Immigration and Customs Enforcement announced its second coronavirus-related death of a detainee.
The agency reported Santiago Baten-Oxla, a 34-year-old Guatemalan man, who was held in the Stewart Detention Center in Lumpkin, Ga., was pronounced dead on Sunday.
ICE issued a press release on Monday stating the man died at a nearby hospital, where he had been hospitalized with coronavirus symptoms since April 17. ICE confirmed his death was related to COVID-19 complications, making him the second person in ICE custody to die of the disease.
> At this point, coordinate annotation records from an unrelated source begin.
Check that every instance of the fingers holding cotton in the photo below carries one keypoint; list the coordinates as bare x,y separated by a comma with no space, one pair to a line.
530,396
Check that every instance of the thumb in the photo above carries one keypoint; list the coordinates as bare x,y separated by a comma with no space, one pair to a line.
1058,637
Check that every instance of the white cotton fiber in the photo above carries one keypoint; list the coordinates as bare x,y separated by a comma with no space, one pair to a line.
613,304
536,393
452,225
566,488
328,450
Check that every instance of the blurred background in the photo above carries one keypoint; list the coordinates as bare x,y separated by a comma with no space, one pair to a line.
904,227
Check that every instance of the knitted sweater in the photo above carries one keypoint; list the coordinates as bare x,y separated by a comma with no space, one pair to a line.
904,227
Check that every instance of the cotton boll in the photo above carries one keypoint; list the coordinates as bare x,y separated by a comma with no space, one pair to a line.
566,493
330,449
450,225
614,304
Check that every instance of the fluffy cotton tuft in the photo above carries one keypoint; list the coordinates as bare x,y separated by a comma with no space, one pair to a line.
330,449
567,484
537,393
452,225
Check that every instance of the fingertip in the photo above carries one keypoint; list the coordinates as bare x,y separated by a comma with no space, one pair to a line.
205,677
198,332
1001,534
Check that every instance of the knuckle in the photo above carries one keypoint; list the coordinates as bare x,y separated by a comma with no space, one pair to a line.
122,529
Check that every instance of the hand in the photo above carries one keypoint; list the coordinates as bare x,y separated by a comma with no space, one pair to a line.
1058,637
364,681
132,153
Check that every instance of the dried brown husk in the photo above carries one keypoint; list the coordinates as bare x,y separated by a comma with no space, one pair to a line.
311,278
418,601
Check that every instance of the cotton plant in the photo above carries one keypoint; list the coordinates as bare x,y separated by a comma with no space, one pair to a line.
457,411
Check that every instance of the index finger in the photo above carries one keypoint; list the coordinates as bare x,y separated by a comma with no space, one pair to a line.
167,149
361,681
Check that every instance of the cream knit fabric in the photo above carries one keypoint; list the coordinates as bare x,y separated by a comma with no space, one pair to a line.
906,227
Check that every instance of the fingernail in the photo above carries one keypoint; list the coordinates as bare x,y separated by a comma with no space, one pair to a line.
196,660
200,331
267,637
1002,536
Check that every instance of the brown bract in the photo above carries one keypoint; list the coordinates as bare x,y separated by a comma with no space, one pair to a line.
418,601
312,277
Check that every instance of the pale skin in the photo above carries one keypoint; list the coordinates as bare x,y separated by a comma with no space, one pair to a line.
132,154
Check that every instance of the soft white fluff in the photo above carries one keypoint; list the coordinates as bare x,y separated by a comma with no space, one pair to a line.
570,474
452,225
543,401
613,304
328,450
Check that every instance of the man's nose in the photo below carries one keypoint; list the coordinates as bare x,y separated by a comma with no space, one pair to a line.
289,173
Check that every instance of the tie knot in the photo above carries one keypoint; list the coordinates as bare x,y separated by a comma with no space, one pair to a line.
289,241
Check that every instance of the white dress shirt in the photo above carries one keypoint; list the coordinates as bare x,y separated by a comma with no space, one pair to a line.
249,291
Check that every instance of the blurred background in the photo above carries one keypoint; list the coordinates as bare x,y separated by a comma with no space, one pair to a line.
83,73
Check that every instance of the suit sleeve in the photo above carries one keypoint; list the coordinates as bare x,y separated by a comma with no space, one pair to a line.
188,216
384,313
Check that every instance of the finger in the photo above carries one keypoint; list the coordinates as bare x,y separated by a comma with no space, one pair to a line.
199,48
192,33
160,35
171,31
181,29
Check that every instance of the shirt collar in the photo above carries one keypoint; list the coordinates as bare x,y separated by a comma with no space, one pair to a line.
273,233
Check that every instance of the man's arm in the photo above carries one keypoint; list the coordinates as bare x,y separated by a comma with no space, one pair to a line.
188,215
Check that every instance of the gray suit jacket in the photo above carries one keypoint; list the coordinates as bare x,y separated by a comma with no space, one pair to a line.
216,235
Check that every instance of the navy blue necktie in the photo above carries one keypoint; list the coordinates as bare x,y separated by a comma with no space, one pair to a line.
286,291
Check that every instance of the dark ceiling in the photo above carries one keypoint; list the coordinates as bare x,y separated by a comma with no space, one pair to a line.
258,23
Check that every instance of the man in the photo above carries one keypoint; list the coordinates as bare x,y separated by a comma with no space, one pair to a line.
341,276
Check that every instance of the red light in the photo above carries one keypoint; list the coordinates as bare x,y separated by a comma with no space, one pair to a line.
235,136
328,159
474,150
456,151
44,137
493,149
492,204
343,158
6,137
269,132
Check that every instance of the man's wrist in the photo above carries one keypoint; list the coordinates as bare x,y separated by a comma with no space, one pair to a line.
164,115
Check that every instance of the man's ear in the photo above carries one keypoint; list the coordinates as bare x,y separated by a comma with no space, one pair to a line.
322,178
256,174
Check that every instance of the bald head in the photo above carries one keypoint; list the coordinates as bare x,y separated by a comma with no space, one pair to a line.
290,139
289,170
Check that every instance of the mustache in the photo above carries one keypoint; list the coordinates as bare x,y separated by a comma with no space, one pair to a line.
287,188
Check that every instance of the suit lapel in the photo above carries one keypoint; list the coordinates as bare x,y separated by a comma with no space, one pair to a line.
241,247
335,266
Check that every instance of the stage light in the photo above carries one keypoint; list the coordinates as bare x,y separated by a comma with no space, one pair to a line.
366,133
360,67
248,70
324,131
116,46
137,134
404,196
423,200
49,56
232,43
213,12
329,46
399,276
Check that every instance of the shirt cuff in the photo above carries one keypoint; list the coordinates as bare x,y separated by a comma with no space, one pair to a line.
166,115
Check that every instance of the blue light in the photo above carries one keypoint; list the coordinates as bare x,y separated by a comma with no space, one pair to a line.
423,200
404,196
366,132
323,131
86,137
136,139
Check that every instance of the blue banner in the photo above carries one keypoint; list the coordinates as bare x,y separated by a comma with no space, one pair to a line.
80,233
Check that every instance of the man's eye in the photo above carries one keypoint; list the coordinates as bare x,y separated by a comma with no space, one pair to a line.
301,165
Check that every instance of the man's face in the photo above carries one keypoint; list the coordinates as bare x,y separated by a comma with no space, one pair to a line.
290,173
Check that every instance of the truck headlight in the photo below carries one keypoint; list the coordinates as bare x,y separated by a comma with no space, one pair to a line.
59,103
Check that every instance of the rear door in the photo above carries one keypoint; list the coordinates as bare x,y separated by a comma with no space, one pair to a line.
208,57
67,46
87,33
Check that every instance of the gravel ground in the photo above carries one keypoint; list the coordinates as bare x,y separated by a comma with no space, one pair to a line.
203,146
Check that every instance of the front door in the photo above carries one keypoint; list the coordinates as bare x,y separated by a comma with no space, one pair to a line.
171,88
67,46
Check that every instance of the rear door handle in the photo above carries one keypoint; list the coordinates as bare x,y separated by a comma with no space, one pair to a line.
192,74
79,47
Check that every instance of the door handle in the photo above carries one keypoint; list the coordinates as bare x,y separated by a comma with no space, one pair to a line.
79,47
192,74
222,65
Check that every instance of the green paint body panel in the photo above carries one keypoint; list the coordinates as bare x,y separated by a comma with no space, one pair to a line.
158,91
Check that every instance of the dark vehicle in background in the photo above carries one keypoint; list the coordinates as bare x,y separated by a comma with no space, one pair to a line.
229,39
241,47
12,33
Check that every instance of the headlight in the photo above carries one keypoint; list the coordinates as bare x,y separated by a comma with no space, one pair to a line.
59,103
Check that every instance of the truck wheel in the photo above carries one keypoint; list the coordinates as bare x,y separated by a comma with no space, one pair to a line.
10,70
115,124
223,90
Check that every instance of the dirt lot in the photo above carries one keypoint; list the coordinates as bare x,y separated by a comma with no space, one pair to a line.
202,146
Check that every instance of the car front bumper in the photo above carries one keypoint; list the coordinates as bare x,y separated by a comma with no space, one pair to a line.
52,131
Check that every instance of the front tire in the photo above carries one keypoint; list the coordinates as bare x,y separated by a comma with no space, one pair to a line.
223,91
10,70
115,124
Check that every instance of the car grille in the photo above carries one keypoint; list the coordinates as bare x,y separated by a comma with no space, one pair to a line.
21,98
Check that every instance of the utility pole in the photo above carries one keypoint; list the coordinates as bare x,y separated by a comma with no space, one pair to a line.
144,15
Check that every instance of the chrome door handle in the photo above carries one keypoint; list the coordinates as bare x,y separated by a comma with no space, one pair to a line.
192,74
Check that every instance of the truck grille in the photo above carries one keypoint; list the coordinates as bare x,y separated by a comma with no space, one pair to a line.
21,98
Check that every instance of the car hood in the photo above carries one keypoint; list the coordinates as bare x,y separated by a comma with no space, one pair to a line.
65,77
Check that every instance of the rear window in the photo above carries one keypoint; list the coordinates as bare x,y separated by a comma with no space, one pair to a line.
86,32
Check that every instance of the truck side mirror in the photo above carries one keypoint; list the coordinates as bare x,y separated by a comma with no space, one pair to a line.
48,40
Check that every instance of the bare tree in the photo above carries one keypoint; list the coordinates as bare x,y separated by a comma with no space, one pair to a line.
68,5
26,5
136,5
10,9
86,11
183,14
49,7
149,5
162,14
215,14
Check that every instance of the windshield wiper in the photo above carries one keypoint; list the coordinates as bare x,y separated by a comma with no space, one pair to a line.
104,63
“ICE is firmly committed to the health and welfare of all those in its custody and is undertaking a comprehensive agency-wide review of this incident, as it does in all such cases,” ICE said in a statement. “Fatalities in ICE custody, statistically, are exceedingly rare and occur at a fraction of the national average for the U.S. detained population.”
ICE’s Enforcement and Removal Operations division arrested Baten-Oxlaj in Marietta, Ga. on March 2 following his conviction of driving under the influence. Later that month, an immigration judge granted him voluntary departure back to his home country of Guatemala. He was awaiting departure from the U.S. before his death.
A Salvadoran national, Carlos Ernesto Escobar Mejia, was the first person in ICE custody to die from coronavirus on May 6. He had been detained at the Otay Mesa Detention Center in San Diego before his death.